Turismo e servizi in Arabia Saudita
“La metà del nostro indice è composto dall'Arabia Saudita. È il Paese più popoloso della regione con circa 36 milioni di abitanti e gode di un andamento demografico positivo, dato che metà della popolazione ha meno di 24 anni”, sottolinea. “Sotto la guida di Mohammed Bin Salman il Paese è molto cambiato negli ultimi anni dal punto di vista sociale: è stata data la possibilità alle donne di guidare, di frequentare cinema e i ristoranti misti e di partecipare a eventi sportivi”, continua. “Attualmente il contributo del settore del commercio all'ingrosso e al dettaglio, dei ristoranti e degli alberghi al PIL dei Paesi globali ‘maturi’ è in media di circa il 16%, mentre in Arabia Saudita questo tasso di aggira attorno al 9%”, sottolinea. “Si tratta di uno dei dati più bassi al mondo, perché il Paese parte praticamente da zero per le molte restrizioni religiose.
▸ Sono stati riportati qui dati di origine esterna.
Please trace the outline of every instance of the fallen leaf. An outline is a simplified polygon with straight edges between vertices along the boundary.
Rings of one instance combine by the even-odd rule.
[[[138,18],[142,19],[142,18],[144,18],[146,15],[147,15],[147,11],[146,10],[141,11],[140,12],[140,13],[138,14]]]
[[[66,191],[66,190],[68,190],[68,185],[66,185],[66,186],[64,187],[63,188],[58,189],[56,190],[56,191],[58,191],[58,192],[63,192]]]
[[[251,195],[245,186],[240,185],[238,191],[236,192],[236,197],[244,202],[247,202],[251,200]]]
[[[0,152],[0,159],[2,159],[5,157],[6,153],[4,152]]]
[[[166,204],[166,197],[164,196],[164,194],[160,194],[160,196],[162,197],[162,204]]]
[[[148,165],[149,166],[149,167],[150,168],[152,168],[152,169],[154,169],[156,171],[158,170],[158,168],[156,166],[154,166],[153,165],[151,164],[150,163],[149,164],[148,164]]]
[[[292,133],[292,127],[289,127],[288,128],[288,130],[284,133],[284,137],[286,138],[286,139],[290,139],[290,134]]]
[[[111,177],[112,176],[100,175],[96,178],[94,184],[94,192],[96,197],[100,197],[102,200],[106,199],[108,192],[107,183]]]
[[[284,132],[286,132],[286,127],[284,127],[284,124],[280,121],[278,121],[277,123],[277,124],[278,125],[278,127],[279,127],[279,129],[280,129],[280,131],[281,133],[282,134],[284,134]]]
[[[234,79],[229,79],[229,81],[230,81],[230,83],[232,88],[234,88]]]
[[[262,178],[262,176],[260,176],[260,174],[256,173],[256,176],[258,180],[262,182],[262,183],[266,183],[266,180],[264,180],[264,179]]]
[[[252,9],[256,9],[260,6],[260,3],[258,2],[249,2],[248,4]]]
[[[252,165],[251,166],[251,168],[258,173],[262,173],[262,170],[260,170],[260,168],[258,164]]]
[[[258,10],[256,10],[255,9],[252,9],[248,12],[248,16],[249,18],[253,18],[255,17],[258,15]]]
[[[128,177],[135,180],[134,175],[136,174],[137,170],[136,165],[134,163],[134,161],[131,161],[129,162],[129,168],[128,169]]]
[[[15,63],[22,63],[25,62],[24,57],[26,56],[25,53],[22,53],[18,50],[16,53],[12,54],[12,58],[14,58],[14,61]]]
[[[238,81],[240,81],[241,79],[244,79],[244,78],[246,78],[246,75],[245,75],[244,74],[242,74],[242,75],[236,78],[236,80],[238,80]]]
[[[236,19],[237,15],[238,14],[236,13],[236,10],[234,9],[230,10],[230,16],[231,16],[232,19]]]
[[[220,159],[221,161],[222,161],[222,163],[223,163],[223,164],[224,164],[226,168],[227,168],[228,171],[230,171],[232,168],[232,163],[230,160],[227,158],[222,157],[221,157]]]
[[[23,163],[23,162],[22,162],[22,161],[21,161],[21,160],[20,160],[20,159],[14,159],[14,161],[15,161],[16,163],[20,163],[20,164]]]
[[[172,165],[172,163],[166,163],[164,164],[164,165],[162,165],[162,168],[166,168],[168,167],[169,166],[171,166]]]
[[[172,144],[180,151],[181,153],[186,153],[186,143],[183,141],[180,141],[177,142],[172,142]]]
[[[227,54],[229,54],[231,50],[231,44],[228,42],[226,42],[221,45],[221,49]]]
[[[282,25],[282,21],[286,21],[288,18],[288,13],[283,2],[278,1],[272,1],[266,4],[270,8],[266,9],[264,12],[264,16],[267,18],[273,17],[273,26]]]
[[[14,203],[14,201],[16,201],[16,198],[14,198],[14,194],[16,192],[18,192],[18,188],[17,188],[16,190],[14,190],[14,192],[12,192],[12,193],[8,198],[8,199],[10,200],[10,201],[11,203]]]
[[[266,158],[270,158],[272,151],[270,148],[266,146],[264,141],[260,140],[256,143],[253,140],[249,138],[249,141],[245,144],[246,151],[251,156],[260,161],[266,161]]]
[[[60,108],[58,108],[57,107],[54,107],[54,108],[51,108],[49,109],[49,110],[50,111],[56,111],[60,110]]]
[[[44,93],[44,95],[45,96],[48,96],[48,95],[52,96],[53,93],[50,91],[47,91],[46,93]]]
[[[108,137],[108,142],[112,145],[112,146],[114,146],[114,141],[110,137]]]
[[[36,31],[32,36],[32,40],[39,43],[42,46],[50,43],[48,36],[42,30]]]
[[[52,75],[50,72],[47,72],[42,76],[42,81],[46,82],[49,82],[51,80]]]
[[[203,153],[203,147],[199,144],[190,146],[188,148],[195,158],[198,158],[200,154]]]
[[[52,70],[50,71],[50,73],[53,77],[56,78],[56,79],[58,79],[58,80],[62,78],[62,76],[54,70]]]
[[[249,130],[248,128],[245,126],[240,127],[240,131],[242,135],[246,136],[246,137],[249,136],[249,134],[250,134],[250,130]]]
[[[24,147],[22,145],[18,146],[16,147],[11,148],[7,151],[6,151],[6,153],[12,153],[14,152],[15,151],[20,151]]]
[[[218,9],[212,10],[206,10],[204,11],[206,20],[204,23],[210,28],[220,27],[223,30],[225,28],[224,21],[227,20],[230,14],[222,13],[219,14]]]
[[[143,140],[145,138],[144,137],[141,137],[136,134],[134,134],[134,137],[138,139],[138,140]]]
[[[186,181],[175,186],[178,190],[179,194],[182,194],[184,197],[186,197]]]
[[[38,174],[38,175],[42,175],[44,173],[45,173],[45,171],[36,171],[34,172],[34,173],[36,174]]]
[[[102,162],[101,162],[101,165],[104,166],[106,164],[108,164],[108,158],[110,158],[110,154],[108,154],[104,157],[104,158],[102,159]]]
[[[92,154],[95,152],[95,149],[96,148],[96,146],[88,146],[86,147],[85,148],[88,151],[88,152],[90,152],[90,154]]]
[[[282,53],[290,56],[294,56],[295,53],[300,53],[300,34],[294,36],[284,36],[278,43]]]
Vi è perciò una possibilità di crescita in queste fette dell’economia di circa il 7% nei prossimi anni, con un aumento dell'occupazione che è una delle maggiori sfide della leadership di Mohammed Bin Salman”, dice. E un’altra area di interesse proviene dal turismo religioso verso La Mecca che punta ad accogliere 30 milioni di pellegrini entro il 2030 dagli 8 milioni del 2016.
Processo di investimento
Il fondo si basa uno stock picking frutto di una costante ricerca bottom up per individuare le compagnie vincenti e il giusto momento per inserirle in portafoglio. Elementi indispensabili in questo processo sono la conoscenza diretta e i frequenti incontri dei management delle aziende locali e gli oltre vent’anni di esperienza in questi mercati del team di investimento. “Attualmente il nostro portafoglio ha una concentrazione elevata rispetto alle medie storiche ed è costituito da circa 35 nomi”, spiega il gestore. “In generale proviamo a non avere mai stocks con un peso inferiore al 2% e allo stesso a non detenere molte posizioni sopra il 5%”, afferma. “Recentemente abbiamo aggiunto in portafoglio più titoli degli UAE (con un peso di circa il 25% rispetto al 15% del nostro benchmark) con banche e società di real estate per noi significativamente sotto valutate relativamente al resto della regione e in termini assoluti. Abbiamo aggiunto anche una compagnia aerea del Paese con ottime prospettive di ripresa”, continua. “In Arabia Saudita siamo ancora interessanti nei viaggi e nei recovery stocks del retail, pensiamo che il mercato stia sotto stimando la ripresa nei viaggi e in generale del turismo religioso, che entro il prossimo dovrebbe ritornare al suo pieno potenziale”, avverte. “Infine siamo sottopesati nelle blue chip del Paese dove vediamo poco valore”, conclude.